Everybody wanted money from him now, but the Government was setting priorities and was moving steadily, step by step, and as Prime Minister, he had to have "the courage to say, `No'". Mr Blair then launched into his version of the Monty Python spoof from The Life of Brian, in which people had asked: "What have the Romans done for us?" He said the Government had in fact made a start on welfare to work, schools, hospitals, and pensions. "And we are going to do more," he said. "But it will take time... We'll do what we can, but we can't do it all at once."

The difference between the styles of Mr Blair and Mr Brown could not have been more marked - with the Prime Minister taking his jacket off and regularly smiling at the audience - but the session was also marked by a double-act banter between the two men.
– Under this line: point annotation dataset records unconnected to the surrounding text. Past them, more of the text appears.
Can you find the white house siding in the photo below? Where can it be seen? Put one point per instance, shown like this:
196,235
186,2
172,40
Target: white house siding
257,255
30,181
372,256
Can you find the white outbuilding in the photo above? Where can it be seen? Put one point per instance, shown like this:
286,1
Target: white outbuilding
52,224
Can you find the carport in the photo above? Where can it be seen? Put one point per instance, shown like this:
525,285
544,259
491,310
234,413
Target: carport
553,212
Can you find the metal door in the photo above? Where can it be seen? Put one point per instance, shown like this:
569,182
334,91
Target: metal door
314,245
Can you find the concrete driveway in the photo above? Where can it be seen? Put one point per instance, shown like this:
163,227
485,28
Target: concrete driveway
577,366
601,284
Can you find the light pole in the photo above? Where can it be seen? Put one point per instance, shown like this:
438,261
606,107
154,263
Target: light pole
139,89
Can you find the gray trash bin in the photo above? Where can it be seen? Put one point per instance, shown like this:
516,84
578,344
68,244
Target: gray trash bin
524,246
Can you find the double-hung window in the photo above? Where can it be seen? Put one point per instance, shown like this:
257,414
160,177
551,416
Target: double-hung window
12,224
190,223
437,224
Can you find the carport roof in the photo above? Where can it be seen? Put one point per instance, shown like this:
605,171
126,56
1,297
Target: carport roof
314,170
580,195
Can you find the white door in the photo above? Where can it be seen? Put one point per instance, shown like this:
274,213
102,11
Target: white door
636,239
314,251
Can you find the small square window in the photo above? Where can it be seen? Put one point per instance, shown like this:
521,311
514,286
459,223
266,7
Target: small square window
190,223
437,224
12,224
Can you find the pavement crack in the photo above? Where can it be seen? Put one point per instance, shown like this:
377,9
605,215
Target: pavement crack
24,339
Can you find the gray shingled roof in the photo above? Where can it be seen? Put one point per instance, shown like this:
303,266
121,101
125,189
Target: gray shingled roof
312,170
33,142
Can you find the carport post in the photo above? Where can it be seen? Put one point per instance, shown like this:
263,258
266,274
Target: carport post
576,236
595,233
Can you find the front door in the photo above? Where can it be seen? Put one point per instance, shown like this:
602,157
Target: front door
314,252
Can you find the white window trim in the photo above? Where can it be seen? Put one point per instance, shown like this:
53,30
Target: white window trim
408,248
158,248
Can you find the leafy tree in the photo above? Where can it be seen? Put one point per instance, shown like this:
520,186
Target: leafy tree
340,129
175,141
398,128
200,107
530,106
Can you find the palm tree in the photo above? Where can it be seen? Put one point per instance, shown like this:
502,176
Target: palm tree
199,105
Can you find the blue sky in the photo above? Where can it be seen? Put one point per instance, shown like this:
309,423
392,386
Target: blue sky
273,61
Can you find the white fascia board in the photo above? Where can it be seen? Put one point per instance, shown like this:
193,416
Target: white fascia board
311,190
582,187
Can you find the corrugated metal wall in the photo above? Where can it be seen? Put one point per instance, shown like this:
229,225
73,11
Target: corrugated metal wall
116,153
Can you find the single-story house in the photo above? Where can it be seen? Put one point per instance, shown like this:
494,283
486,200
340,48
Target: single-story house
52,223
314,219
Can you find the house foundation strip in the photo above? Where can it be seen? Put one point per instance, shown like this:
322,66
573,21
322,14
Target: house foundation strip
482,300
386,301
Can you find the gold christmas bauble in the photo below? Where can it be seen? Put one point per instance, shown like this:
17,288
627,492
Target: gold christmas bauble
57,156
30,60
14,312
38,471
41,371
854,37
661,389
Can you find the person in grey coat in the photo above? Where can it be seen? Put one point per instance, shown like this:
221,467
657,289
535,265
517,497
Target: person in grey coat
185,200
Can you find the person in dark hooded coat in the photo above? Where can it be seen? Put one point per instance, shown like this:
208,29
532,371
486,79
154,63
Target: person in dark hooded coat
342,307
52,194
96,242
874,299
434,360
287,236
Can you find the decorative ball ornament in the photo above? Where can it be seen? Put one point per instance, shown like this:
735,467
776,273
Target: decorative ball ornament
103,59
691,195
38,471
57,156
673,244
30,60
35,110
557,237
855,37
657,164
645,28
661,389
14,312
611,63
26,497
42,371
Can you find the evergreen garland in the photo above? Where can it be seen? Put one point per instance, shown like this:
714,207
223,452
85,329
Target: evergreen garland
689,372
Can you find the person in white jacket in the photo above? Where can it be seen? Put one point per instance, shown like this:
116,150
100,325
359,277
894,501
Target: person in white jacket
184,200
At an early stage of the proceedings, Mr Brown said some of the questions were not so much reflections on his Budget statement as early representations for the next Budget - "if Tony lets me give it". Mr Blair quipped, "You're doing fine", to which Mr Brown replied, quick as a flash: "It's not a plea."

The only hard news came in a throwaway line from the Chancellor, who disclosed that he expected an announcement to be made on the future of state pensions in June, following completion of a Government review.

At the end of the meeting, there was another double-act exchange, when Mr Blair said people who had not got their questions in could send them in. "Difficult questions to Number 10," Mr Brown said. "And I will pass them on to Number 11," the Prime Minister added.